One of them is SatoshiTango. Its CEO, Matías Bari, explains to iProUP that this application allows the user to:
- “Have a Savings bank with uniform virtual key (CVU), in which to deposit pesos “
- “Top up by transfer from a bank or fintech (Mercado Pago) and collection networks (Rapipago and Pago Fácil) “
- “Buy up to $ 200,000 per operation, the maximum authorized by the Financial Information Unit (UIF) “
- “Turn into those funds instantly between digital currencies (Bitcoin, DAI or others) and pesos, to take advantage of the quotes
- “Send balances in pesos to bank accounts or fintech “
The company ensures that during the quarantine increased the volume of transactions in digital currencies by 500% and that demand continues to grow unstoppably. In fact, the firm has just launched its own Bitcoin-based financial leverage system.
“Actually, you do not buy and sell because you cannot take the coins, but you have a position.

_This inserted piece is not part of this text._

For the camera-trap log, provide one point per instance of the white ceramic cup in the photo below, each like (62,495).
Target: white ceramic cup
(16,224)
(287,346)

You are ‘standing’ in a crypto. For example, if you think the price of Bitcoin is going to rise, you put in $ 10, we loan you $ 40 and you buy $ 50 in virtual currencies“, explains Bari.
Thus, continues the manager, “if the price goes up, then you liquidate your position, you return the u $ s40 and you take the profit, What is it much more than if you had only bought the u $ s10“.
Bari remarks that this service is growing progressively among the Argentines who test the alternative by betting between $ 50 and $ 100 in order to take advantage of the fluctuations of Bitcoin in a more “safe” way.
In this way, Argentines manage so that their savings maintain the maximum possible value and have anti-crisis “insurance”. The fluctuation of Bitcoin does not scare them so much anymore: they are trained with the seesaws of the local economy.